O debate interminável e (talvez) as soluções para a moda rápida.

Cada vez mais. Sempre mais barato. Tão barato que, em alguns casos, o novo é mais acessível do que o usado. O debate sobre a moda rápida é interminável.

Na praia de Chorkor, perto de Acra, a capital do Gana, existe um mar de roupa. Formam uma parede com mais de dois metros de altura. “Quando chove, os ribeiros e as sarjetas da cidade lançam as roupas para o oceano.

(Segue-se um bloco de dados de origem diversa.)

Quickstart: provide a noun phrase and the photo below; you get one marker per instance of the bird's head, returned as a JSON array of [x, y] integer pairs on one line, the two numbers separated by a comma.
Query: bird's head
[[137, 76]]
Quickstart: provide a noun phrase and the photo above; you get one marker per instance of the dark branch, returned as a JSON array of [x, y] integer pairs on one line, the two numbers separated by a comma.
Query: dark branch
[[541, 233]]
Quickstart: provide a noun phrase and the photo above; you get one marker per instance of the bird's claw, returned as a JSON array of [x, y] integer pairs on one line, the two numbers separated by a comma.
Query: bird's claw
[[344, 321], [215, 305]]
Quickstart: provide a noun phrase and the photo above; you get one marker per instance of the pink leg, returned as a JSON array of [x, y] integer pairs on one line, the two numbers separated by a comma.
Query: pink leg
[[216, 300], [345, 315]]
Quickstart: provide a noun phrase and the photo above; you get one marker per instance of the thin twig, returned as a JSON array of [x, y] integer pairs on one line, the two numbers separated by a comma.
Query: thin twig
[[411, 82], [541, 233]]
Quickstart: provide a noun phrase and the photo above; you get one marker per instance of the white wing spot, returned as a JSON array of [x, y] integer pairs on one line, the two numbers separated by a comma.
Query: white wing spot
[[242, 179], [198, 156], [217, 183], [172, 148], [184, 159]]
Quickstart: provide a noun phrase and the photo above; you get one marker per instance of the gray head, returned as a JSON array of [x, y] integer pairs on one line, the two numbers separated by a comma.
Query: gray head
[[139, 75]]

Depois, as ondas depositam grande parte do lixo na costa”, conta Solomon Noi, gestor de gestão de resíduos da cidade. Solomon Noi desempenha uma tarefa árdua num jogo perdido. Um desastre que se arrasta há décadas, à medida que a oferta mundial de roupa se tornou mais abundante, mais descartável e mais barata, com consequências que fazem lembrar o enredo de um romance distópico. Mas, na verdade, é a realidade.

100 mil milhões de peças de roupa

Todos os anos, a indústria da moda produz mais de 100 mil milhões de peças de roupa, cerca de 14 por cada pessoa na Terra. De acordo com um relatório da McKinsey, a Shein introduz quase 6.000 produtos diariamente no seu portal (fonte: WWD). Neste século, os consumidores de todo o mundo aumentaram progressivamente o número de peças de roupa que compram e, por conseguinte, reduziram o número de vezes que as usam.

Em média, os americanos usam as suas roupas menos de 50 vezes. Em 2000, os chineses usavam as roupas mais de 200 vezes. Em 2016, este número já tinha sido reduzido para 62. A Fundação Ellen MacArthur, uma organização britânica sem fins lucrativos, estimou que, a cada segundo, um camião carregado de têxteis é despejado em aterros ou incinerado (fonte: UNEP).

O mito da circularidade

A ascensão da moda rápida e a preferência pela quantidade em detrimento da qualidade levaram a um excesso de roupa de baixo valor que sobrecarrega, em termos de “absorção” (digamos assim…) de mercadorias não vendidas, os países em desenvolvimento. Um modelo de negócio baseado na elevada rotatividade, grandes volumes e preços baixos está agora sob pressão. Pelo menos em teoria. Na verdade, o mito da circularidade está a espalhar-se, o que (quase) protege as empresas e os consumidores da incómoda realidade de que a única saída para a crise global do desperdício têxtil é comprar menos, comprar melhor e utilizar durante mais tempo. Por outras palavras, acabar com a moda rápida ou reduzi-la significativamente.

Menos de 1%

A reutilização é possível, enquanto a reciclagem é demasiado complicada e antieconómica para a indústria da moda. Não só artigos como botões e fechos precisam de ser removidos, mas também os tecidos mistos precisam de ser separados e os corantes removidos. Esta é uma tarefa árdua, diferente da forma como as garrafas de plástico ou cartão podem ser tratados. Por outras palavras: o fluxo de resíduos de roupa usada não é uniforme. Não só: por vezes, representa um beco sem saída. Este exemplo é suficiente para compreender isso. Uma garrafa de plástico pode ser reciclada muitas vezes e ainda assim ser utilizada como uma nova. Quando, no entanto, uma garrafa de plástico se transforma em fibra para um edredão, o processo termina.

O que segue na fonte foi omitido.